Pour autant, Mister Doug, peut-on esperer que l'opus sorti en mai est plus sympa ?
J'ai des doutes…
Je repense à Simenon et San Antonio, qui nous sortaient un roman tous les 6 mois (une fois, Simenon à mis 2 jours pour écrire un Maigret…).
Je pense à Mary Higgins Clark qui nous lâche des polars à la chaine.
Je pense à Higgins qui nous sort des épisodes de Sean Dillon tous les ans,
à Grisham qui nous pond un thriller juridique dans la même période.
S'il n'avait pas mourru si vite, est-ce que Stieg Larsson nous aurait sorti une nouvelle saga aussi efficace que celle qui peuple les tunnels de ma RATP ?

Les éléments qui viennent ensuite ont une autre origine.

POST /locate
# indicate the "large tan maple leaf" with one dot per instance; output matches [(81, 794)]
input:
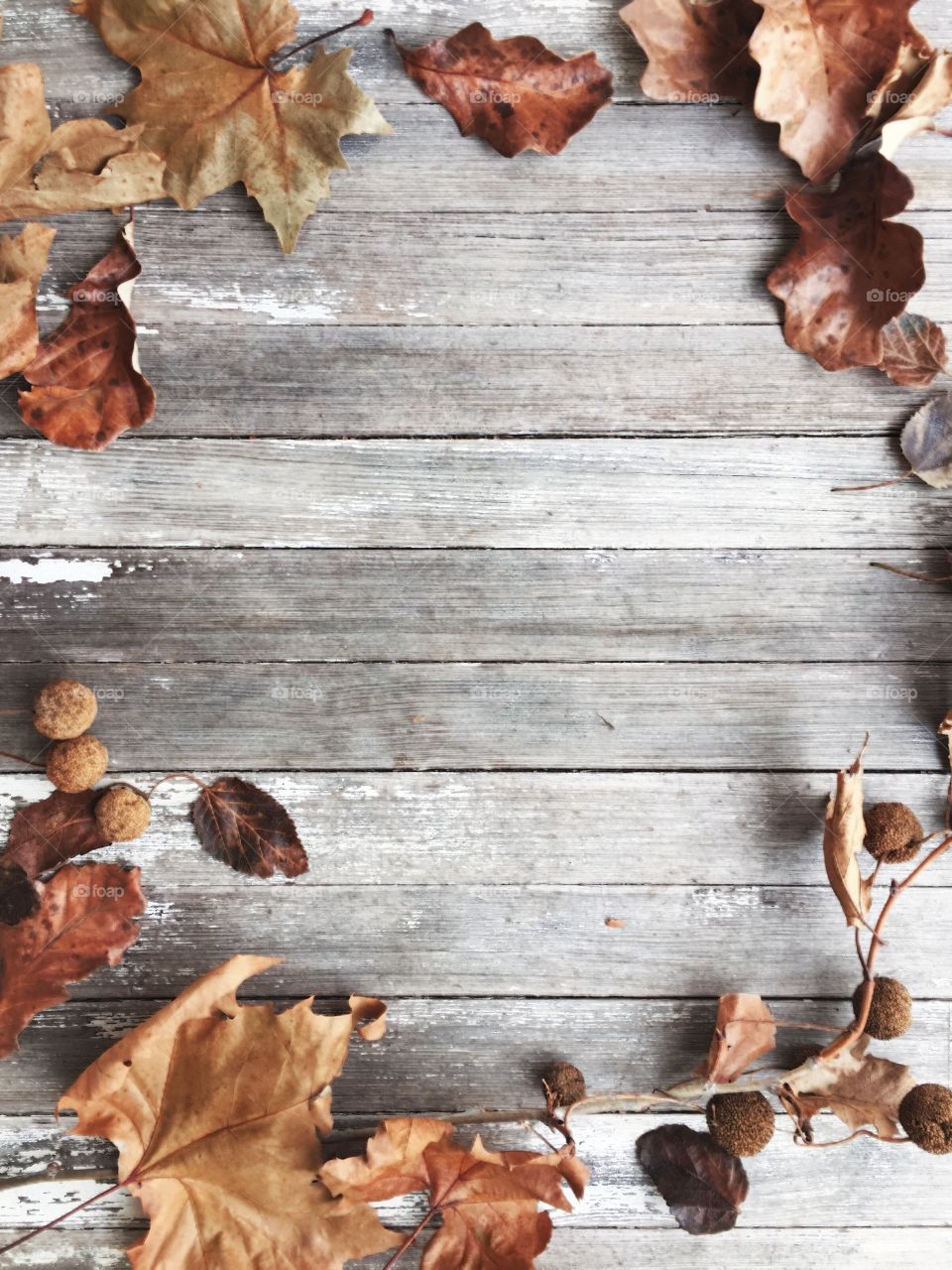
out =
[(214, 1109), (217, 113)]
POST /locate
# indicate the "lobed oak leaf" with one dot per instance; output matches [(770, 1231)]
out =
[(852, 270), (843, 837), (696, 53), (912, 350), (249, 829), (821, 64), (213, 1106), (515, 93), (488, 1201), (213, 108), (744, 1030), (927, 443), (702, 1184), (86, 382), (85, 920), (22, 262)]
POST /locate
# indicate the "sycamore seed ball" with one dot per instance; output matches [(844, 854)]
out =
[(740, 1123), (76, 765), (565, 1082), (892, 832), (63, 708), (925, 1114), (892, 1010), (123, 815)]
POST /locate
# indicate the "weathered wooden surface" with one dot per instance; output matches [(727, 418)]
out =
[(493, 531)]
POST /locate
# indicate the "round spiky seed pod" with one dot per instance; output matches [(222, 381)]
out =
[(740, 1123), (892, 832), (63, 708), (76, 765), (123, 813), (892, 1010), (925, 1114), (565, 1083)]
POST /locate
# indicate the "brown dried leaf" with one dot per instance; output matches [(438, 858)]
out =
[(515, 93), (821, 63), (87, 386), (843, 841), (744, 1030), (696, 53), (213, 1107), (701, 1183), (85, 920), (488, 1201), (853, 270), (912, 350), (22, 262), (249, 829)]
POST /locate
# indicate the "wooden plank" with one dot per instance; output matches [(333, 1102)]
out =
[(538, 606), (674, 493), (788, 1184), (234, 377), (553, 715), (584, 828), (453, 1056)]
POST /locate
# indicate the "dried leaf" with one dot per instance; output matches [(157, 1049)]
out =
[(488, 1201), (22, 262), (213, 1107), (821, 63), (249, 829), (214, 111), (87, 386), (744, 1030), (87, 164), (853, 270), (85, 920), (701, 1183), (912, 350), (858, 1087), (843, 841), (927, 443), (515, 93), (696, 53)]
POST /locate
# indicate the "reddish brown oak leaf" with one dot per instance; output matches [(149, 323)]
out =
[(249, 829), (702, 1184), (853, 270), (696, 53), (515, 93), (85, 920), (216, 1109), (86, 382)]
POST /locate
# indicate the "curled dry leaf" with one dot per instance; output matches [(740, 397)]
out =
[(702, 1184), (744, 1030), (214, 1109), (85, 920), (216, 112), (22, 262), (912, 350), (927, 443), (249, 829), (853, 270), (843, 837), (489, 1202), (515, 93), (821, 63), (86, 382), (696, 53)]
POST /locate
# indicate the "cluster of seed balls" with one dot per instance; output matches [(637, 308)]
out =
[(743, 1123), (63, 710)]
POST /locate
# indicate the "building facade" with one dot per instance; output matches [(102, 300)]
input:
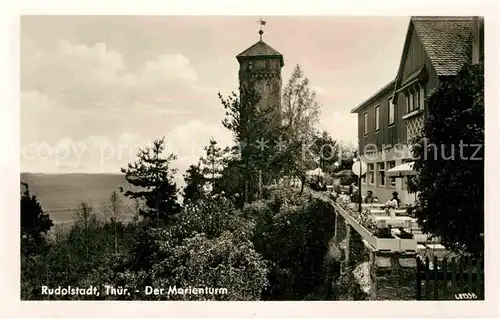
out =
[(260, 69), (434, 48)]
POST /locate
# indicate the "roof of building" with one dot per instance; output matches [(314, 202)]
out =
[(262, 50), (388, 87), (446, 40)]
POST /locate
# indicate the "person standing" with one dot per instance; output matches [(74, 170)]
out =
[(369, 199)]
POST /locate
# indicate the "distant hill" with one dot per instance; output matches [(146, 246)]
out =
[(60, 194)]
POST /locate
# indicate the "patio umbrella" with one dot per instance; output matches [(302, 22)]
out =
[(401, 170), (315, 172)]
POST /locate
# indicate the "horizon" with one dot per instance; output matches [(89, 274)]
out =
[(164, 84)]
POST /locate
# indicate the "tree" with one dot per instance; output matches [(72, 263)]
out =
[(327, 151), (113, 210), (300, 115), (35, 223), (212, 162), (300, 108), (153, 177), (194, 179), (249, 125), (449, 162)]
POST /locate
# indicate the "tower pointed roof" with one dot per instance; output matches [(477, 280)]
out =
[(260, 50)]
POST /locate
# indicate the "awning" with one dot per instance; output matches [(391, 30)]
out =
[(344, 173), (315, 172), (401, 170)]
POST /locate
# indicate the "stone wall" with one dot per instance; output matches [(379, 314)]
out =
[(393, 276)]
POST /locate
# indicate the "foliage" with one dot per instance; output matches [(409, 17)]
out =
[(194, 179), (81, 257), (450, 177), (34, 223), (154, 178), (209, 245), (294, 238), (327, 151), (300, 108), (212, 162), (228, 261)]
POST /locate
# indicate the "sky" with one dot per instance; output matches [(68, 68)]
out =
[(96, 88)]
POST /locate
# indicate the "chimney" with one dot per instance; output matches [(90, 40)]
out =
[(476, 39)]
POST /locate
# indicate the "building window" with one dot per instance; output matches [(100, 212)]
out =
[(381, 174), (391, 181), (422, 96), (371, 173), (391, 112), (366, 123), (415, 97)]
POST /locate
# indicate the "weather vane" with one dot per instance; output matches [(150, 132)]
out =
[(261, 23)]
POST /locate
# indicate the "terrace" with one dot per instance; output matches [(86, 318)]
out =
[(384, 230)]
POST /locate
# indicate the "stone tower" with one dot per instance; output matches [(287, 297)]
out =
[(260, 67)]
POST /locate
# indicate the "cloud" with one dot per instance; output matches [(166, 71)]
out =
[(82, 77), (319, 90), (342, 126)]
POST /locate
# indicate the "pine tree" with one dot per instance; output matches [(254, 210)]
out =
[(212, 162), (153, 178), (34, 223), (450, 177), (195, 181)]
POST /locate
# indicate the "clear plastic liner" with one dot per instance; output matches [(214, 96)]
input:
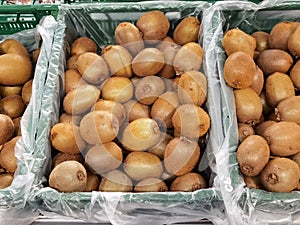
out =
[(244, 205), (98, 21), (13, 207)]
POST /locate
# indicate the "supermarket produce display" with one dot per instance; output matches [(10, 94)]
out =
[(150, 112)]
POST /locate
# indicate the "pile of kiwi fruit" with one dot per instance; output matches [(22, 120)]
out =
[(14, 98), (263, 68), (133, 117)]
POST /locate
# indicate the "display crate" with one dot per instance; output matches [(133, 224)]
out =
[(98, 22), (253, 206)]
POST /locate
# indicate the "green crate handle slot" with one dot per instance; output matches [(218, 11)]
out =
[(14, 18)]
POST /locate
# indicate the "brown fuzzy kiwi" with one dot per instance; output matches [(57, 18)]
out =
[(289, 110), (68, 176), (192, 88), (187, 30), (278, 86), (116, 181), (181, 156), (248, 106), (118, 60), (280, 34), (150, 185), (261, 38), (102, 158), (188, 182), (148, 89), (5, 180), (192, 121), (7, 128), (99, 127), (142, 165), (239, 70), (154, 25), (280, 175), (237, 40), (65, 137), (164, 108), (148, 62), (283, 138), (274, 60), (119, 89), (252, 155), (13, 106), (62, 157), (141, 134), (295, 74), (245, 130), (8, 160)]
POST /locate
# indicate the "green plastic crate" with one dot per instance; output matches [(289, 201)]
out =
[(98, 22), (244, 204), (15, 18)]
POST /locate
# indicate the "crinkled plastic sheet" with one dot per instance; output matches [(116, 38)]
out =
[(244, 205), (98, 21), (13, 207)]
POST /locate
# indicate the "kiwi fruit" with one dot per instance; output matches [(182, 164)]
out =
[(62, 157), (181, 156), (141, 134), (27, 91), (116, 181), (82, 45), (148, 62), (154, 25), (113, 107), (99, 127), (136, 110), (164, 108), (188, 182), (13, 106), (129, 36), (150, 184), (5, 180), (239, 70), (244, 131), (295, 74), (289, 109), (283, 138), (8, 160), (192, 88), (118, 89), (279, 86), (294, 43), (235, 40), (7, 128), (65, 137), (248, 106), (192, 121), (142, 165), (148, 89), (261, 38), (80, 99), (92, 67), (280, 175), (274, 60), (280, 34), (73, 79), (187, 30), (118, 60), (188, 57), (102, 158), (252, 155), (68, 176)]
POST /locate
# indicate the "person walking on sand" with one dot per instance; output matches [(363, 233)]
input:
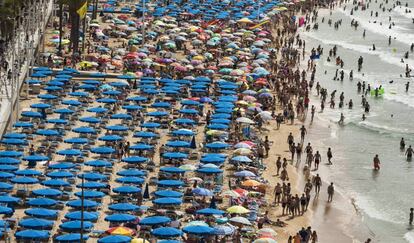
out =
[(329, 155), (376, 162), (331, 191), (409, 153), (302, 133), (318, 182)]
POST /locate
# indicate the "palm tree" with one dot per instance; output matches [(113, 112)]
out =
[(73, 6)]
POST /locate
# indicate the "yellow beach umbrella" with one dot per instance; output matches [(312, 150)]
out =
[(251, 183), (238, 209), (139, 240)]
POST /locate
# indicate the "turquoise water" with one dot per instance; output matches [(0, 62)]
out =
[(383, 197)]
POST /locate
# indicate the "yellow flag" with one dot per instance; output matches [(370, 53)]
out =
[(82, 10)]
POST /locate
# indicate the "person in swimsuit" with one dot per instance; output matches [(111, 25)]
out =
[(376, 162)]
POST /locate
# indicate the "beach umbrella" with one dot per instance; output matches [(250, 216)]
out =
[(115, 239), (131, 172), (5, 186), (198, 230), (174, 155), (69, 152), (145, 134), (120, 230), (118, 128), (250, 183), (154, 220), (90, 194), (102, 150), (167, 201), (183, 132), (209, 170), (130, 180), (123, 207), (62, 166), (86, 203), (90, 119), (35, 158), (41, 212), (120, 218), (42, 202), (98, 163), (34, 223), (224, 230), (15, 135), (237, 209), (47, 192), (24, 180), (244, 173), (240, 220), (166, 232), (34, 235), (168, 193), (127, 190), (170, 183), (202, 192), (172, 170), (92, 176), (77, 215), (8, 199), (72, 237), (76, 225), (55, 183), (6, 175), (92, 185), (150, 125), (60, 174), (210, 211)]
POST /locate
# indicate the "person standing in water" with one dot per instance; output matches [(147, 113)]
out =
[(409, 153), (402, 144), (331, 191), (329, 155), (376, 162)]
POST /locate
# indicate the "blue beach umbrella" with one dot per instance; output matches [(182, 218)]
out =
[(47, 192), (62, 166), (34, 223), (123, 207), (86, 203), (41, 212), (102, 150), (126, 190), (69, 152), (170, 183), (42, 202), (131, 172), (134, 159), (166, 232), (98, 163), (90, 194), (120, 218), (32, 235), (72, 237), (198, 230), (77, 215), (77, 225), (55, 183), (154, 220), (167, 201), (115, 239)]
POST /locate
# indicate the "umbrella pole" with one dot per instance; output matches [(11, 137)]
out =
[(82, 208)]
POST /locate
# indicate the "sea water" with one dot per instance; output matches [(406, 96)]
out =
[(384, 197)]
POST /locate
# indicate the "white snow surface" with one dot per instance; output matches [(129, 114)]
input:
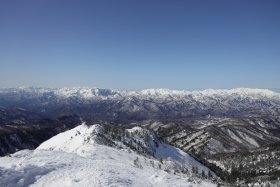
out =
[(74, 158), (89, 93)]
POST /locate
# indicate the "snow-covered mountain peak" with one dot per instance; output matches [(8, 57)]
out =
[(73, 140), (84, 140)]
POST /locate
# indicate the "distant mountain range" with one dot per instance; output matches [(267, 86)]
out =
[(95, 103), (204, 124)]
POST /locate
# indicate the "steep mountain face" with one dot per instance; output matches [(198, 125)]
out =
[(147, 104), (22, 129), (205, 124), (97, 156), (218, 135)]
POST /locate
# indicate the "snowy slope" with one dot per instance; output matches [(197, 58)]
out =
[(76, 158)]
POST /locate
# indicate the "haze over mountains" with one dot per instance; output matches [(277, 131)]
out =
[(204, 124)]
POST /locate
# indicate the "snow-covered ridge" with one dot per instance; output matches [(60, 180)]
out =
[(76, 158), (86, 92), (83, 139)]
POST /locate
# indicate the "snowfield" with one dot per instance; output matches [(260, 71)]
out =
[(76, 158)]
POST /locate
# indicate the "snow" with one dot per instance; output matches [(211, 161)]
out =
[(73, 159), (89, 93)]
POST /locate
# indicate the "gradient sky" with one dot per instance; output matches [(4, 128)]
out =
[(176, 44)]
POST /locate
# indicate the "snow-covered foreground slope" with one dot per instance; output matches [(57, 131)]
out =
[(78, 158)]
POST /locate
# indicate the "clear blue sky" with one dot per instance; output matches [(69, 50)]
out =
[(176, 44)]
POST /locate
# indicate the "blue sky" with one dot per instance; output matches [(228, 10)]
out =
[(135, 44)]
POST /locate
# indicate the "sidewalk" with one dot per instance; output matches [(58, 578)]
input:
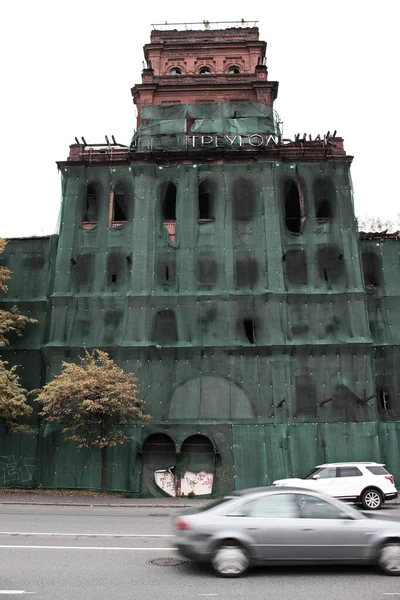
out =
[(75, 499), (83, 500)]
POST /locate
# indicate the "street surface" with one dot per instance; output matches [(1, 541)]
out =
[(103, 553)]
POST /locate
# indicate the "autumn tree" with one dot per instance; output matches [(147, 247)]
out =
[(13, 404), (90, 400)]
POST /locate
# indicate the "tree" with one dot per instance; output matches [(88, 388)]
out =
[(369, 224), (90, 399), (11, 321), (13, 404)]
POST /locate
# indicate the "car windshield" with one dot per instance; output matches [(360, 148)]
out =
[(311, 473)]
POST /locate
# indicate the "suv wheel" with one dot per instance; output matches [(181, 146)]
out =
[(230, 560), (371, 499), (389, 558)]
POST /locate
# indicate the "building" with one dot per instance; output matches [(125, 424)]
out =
[(221, 263)]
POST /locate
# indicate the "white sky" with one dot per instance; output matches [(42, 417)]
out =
[(67, 70)]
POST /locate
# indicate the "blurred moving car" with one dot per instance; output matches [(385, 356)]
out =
[(366, 483), (285, 526)]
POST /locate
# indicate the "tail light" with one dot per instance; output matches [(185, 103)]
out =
[(181, 525)]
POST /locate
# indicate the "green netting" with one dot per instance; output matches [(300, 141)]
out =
[(240, 295)]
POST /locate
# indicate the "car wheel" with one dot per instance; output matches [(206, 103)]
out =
[(371, 499), (389, 558), (230, 560)]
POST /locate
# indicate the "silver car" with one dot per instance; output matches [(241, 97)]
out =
[(285, 526)]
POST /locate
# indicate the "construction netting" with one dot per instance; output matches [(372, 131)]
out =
[(239, 294)]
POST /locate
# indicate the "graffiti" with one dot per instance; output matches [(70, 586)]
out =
[(16, 469), (199, 484)]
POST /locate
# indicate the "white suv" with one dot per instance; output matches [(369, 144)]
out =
[(367, 483)]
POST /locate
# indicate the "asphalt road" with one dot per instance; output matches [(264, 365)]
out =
[(103, 553)]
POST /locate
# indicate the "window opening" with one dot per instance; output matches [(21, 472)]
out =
[(323, 199), (324, 212), (90, 214), (205, 202), (292, 207), (372, 269), (169, 201), (250, 330), (165, 328), (244, 195), (119, 213), (296, 266), (384, 399)]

Vous allez surement me répondre que personne dans la vie ne choisit sa couleur, l'important c'est d'écouter son cœur. Les apparences et les préférences ont trop d'importance, acceptons les
différences, c'est vrai, faut de tout tu sais, faut de tout c'est vrai, faut de tout pour faire un monde.
Oui.
Mais...
Ca m'agace quand même qu'on soit submergé à un moment "T "de bouquins en tout genre là où un livre génial sorti en mars aura plus de mal à se faire connaitre.
Bon c'est vrai que l'
Elégance du Hérisson, avec tous ces passages reulou au-delà du sujet principal très prenant, ce bouquin donc était sorti en dehors des circuits et que ca n'a pas
empêché un succès de masse. Comment l'expliquer ds ces cas là ? Le bouche à oreilles ? Le fait que l'auteure joue sur l'image des classes sociales ? Le fait que...
Peu importe...
J'aimerais bien avoir votre avis, tout de même !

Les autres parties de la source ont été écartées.